J’ignore pourquoi je pète un plomb comme ça. Est-ce juste à cause de Malva ou bien l’idée de crever bientôt m’effraie plus que prévu ?
Malva me déteste. Deux avant avant mon échec contre Celebi, elle s’est rendu compte que je piratais les satellites de la Team Flare et cela l’a mise hors d’elle.
Il faut savoir que la belle entretient une histoire compliquée avec la Team de Lysandre. Elle avait rejoint le rouquin tout au début, quand il disait vouloir user de méthodes plus radicales pour sauver l’humanité du déclin.
Quand ce dernier lui a révélé son plan, elle était sidérée. Massacrer tous les Pokémon, ce n’était pas l’idée qu’elle se faisait d’un avenir meilleur.
Dégoûtée, elle est partie, non sans avoir mis le bordel au café Lysandre.
Malgré sa haine envers Lysandre et son plan absurde, elle a continué de garder un œil sur la Team Flare. Elle s’était tellement investie dans son projet, qu’elle se sentait responsable.
Aussi, elle n’a pas apprécié mon larcin. Elle m’a provoqué en duel pour me remettre à ma place. Notre combat a duré de longues heures et s’est terminé de la pire façon possible : match nul !
Après cela, Malva a quitté définitivement ma vie. Je lui en ai voulu au début, avant de me rendre compte qu’elle me manquait. Ne sachant pas comment me faire pardonner, j’ai décidé d’en rester là avec elle.
A l’instar de Sorbier et Saturne, elle est entrée dans ce groupe très fermé de personnes que je respecte et qui me haïssent.
Ceci dit, je n’ai pas encore perdu espoir avec elle. Dans ma liste des choses à faire quand j’aurai capturé Celebi, photographier Malva enfant figure quand même à la deuxième position !
Puisqu’elle a brûlé tous les documents et toutes les photos d’enfance susceptibles de la rattacher à ses parents, elle sera sans doute intriguée si je parviens à lui envoyer une photo d’elle.
Je n’ai rien trouvé de mieux comme début de réconciliation. Mais connaissant Malva, il y a soixante pourcents de chance pour qu’elle me fasse flamber vivant en guise de représailles.
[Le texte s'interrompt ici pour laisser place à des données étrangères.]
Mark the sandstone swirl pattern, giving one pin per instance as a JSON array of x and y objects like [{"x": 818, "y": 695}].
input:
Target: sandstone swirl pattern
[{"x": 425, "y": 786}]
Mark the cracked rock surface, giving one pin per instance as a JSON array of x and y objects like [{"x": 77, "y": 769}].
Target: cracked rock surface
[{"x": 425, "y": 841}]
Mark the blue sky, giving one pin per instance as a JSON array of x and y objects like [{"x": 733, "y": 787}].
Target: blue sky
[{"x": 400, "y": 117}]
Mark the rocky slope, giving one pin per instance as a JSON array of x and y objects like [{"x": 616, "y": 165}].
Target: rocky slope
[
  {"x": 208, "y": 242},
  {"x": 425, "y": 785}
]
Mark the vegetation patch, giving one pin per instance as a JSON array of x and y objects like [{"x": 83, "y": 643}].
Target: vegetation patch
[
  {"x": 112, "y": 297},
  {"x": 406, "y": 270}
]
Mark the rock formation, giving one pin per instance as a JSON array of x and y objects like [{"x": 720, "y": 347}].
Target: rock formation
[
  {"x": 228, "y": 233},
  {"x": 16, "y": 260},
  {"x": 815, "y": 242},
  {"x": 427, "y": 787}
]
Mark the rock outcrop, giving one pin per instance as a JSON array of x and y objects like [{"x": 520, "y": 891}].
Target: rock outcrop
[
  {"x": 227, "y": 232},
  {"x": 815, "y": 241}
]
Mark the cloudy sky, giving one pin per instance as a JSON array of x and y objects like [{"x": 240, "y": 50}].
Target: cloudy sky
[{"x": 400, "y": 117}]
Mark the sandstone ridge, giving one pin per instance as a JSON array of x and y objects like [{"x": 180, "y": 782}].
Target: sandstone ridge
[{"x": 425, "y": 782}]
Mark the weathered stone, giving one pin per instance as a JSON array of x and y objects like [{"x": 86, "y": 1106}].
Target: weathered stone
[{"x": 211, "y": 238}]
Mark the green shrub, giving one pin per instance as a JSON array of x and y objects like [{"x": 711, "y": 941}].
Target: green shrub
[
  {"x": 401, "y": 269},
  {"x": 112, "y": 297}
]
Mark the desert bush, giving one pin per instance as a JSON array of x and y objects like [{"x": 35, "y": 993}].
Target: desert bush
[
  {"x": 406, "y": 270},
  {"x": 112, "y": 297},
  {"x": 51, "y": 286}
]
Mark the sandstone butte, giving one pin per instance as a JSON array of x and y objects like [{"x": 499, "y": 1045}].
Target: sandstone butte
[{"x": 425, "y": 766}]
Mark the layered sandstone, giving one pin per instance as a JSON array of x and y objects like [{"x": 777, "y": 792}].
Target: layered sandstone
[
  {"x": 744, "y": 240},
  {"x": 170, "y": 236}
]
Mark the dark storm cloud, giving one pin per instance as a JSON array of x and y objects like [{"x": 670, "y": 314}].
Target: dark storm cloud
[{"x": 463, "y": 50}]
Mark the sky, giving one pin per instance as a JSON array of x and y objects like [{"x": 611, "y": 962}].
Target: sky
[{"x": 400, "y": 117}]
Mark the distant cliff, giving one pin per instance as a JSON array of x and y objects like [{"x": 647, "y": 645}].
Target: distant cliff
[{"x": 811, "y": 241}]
C’est un risque à prendre.
Malgré le pavé écrit ci-dessus, il ne s’écoule que huit secondes encore la fin de mon apologie de la vraie Malva et le moment où GDE entre dans la pièce, une serviette de bain autour de la taille et nous annonce que la Fondation Aether a fini d’analyser les échantillons de l’enquête.
Après dix jours à les étudier, j’espère pour GDE que la Fondation a trouvé quelque chose de probant.
Nous nous rendons au rez-de-chaussée, dans la salle des visiophones, pour prendre notre appel. GDE continue de se promener avec sa serviette, sans doute a-t-il oublié que nous le voyons plus souvent à poil qu’habillé… Parce que c’est un Pokémon, rappelez-vous ! Je n’ai pas d’ami exhibitionniste !
Sur l’écran, le professeur Mohn apparait à côté d’un des malabars du détective laissé sur place.
« Bonjour tout le monde ! salue Mohn.
- Mouais, quels sont les résultats ? s’enquiert l’Emolga avec une impolitesse de plus en plus caractérisée.
- Patron, nous avons dû pousser les recherches aux limites de la science actuelle, c’est pourquoi elles ont duré aussi longtemps, explique le colosse.
- M’en fous, les résultats ?
- Les résidus récoltés ne correspondent à rien de connu. Ils ne viennent pas de notre monde, aussi invraisemblable que cela puisse paraître.
- Est-ce que cela a un lien avec les bêtises temporelles de notre ami le macchabée en sursis ? demande encore GDE en me regardant, un sourie narquois peint sur le visage. »
Mort de rire. Sans mauvais jeu de mots.